Sobre la orilla, casi al nivel del agua, se elevaba una especie de oratorio pequeño, construido con una piedra blanquecina, cuyas paredes no eran más que una serie de arcos abiertos al día azul y traslúcido. La joven le condujo hasta la puerta y, ya en el interior, se abandonó a ademanes indolentes.
—Vivo aquí —dijo.
Smith observó el lugar. Contenía poco más que dos jergones cubiertos cada uno de ellos con una colcha azul. Su aspecto era muy clásico, con su blancura y su austeridad, los arcos abriéndose sobre un paisaje de bosques y vegetación.

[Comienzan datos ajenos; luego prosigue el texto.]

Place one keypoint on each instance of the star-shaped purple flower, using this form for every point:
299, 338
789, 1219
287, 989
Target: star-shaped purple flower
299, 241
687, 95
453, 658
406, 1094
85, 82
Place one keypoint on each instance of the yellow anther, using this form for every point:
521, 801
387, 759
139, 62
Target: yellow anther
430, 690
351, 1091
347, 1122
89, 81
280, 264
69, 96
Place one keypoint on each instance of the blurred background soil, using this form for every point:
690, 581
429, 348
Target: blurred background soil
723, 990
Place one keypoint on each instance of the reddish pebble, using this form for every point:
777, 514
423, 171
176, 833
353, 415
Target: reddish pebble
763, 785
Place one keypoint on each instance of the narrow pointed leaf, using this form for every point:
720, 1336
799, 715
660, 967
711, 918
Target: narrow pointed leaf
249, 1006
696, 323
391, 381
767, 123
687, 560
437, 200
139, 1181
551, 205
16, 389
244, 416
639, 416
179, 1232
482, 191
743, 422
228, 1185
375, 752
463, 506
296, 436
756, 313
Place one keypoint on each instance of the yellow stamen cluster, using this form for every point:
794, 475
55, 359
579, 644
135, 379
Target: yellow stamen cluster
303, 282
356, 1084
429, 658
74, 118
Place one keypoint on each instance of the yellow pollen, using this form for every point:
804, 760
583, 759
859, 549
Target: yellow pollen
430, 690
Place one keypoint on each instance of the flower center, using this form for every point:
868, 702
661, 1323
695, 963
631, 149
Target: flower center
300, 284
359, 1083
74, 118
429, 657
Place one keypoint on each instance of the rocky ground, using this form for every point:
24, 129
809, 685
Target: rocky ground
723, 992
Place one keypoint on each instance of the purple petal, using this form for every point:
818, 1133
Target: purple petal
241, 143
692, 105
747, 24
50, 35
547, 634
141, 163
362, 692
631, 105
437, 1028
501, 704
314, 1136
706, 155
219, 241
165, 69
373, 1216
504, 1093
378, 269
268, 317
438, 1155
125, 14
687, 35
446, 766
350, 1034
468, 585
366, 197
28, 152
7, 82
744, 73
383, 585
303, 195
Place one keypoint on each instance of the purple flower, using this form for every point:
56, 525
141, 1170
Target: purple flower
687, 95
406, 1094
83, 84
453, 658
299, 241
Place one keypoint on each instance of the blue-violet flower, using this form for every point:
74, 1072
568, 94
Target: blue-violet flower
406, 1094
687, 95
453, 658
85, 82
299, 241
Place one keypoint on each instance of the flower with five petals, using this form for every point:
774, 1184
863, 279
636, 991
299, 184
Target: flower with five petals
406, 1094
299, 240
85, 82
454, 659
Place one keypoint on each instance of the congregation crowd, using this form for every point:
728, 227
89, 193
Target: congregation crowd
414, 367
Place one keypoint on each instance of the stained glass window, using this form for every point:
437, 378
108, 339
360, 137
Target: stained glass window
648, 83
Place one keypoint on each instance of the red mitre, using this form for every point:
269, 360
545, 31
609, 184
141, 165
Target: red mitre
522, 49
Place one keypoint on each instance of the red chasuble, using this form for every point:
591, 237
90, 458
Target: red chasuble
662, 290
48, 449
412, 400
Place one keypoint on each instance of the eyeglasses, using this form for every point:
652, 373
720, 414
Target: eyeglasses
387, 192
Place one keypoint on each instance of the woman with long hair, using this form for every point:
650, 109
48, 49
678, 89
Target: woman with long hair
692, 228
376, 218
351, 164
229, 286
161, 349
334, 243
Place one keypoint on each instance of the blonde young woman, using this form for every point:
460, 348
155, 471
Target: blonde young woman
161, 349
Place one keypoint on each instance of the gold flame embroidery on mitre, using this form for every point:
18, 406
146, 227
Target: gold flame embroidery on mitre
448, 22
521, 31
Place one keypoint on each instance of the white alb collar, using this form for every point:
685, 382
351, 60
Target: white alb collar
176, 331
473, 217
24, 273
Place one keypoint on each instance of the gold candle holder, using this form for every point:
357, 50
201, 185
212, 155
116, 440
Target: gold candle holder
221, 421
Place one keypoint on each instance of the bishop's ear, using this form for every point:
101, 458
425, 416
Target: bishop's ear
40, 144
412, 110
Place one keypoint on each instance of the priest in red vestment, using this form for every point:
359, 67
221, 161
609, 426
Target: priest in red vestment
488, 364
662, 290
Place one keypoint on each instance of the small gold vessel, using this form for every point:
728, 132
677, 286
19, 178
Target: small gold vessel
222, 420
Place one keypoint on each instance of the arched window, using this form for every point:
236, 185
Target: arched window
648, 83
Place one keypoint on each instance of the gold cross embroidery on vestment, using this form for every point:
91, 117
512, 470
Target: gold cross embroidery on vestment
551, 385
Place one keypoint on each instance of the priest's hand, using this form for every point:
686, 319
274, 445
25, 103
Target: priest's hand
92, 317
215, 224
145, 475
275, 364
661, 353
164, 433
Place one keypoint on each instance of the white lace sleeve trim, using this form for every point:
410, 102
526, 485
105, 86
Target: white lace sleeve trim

—¿No tienes frío? —preguntó—. ¿Dónde comes? ¿Dónde tienes los libros, la comida y las ropas?
—Tengo algunas túnicas de repuesto debajo de mi cama —dijo—. Eso es todo. Ni libros, ni otras ropas, ni comida. Comemos en el templo. Nunca hace más frío o calor que ahora.
—Pero ¿qué hacéis?
—¿Hacer? Oh, nadar en el lago, dormir, descansar y vagar por los bosques. El tiempo pasa muy rápidamente.
—Idílico —murmuró Smith—, pero bastante aburrido, me parece.
—Cuando se sabe —dijo ella— que el momento siguiente puede ser el último, la vida es saboreada íntegramente. Uno prolonga las horas todo lo que puede. No, para nosotros no es aburrido.
—¿Pero no tenéis ciudades? ¿Dónde hay más gente?
—Es mejor no juntarse. De alguna manera, eso la… atrae. Vivimos en grupos de dos y tres…, en ocasiones solos. No hacemos nada… ¿Qué sentido tiene comenzar cualquier cosa, cuando no se sabe si se vivirá lo suficiente para terminarlo? ¿Por qué pensar demasiado en lo mismo? Vámonos al lago.
Ella tomó su mano y le condujo por la adherente hierba hasta la arenosa orilla del agua. Una vez allí, ambos se sentaron en silencio sobre la estrecha playa. Smith miró la superficie del lago, donde unos colores imprecisos opacaban el azul, intentando no pensar en las cosas fantásticas que le habían sucedido. Por lo demás, allí le resultaba difícil pensar, en medio del azul y del silencio, rodeado por un indudable aire de ensueño…, la anublada agua acariciando la orilla con sonidos tenues y dulces, como la respiración de un durmiente. Aquel lugar teñido con los colores de la ensoñación estaba cargado de sosiego. A partir de entonces, Smith ya no pudo saber si en algún momento se había quedado dormido dentro de su sueño; pero, poco después, oyó que algo se movía a su lado y vio que era la joven, que volvía a sentarse junto a él vistiendo una túnica nueva, sin rastro de sangre. Y aunque no pudo recordar cuándo se había ido, no le dio mayor importancia.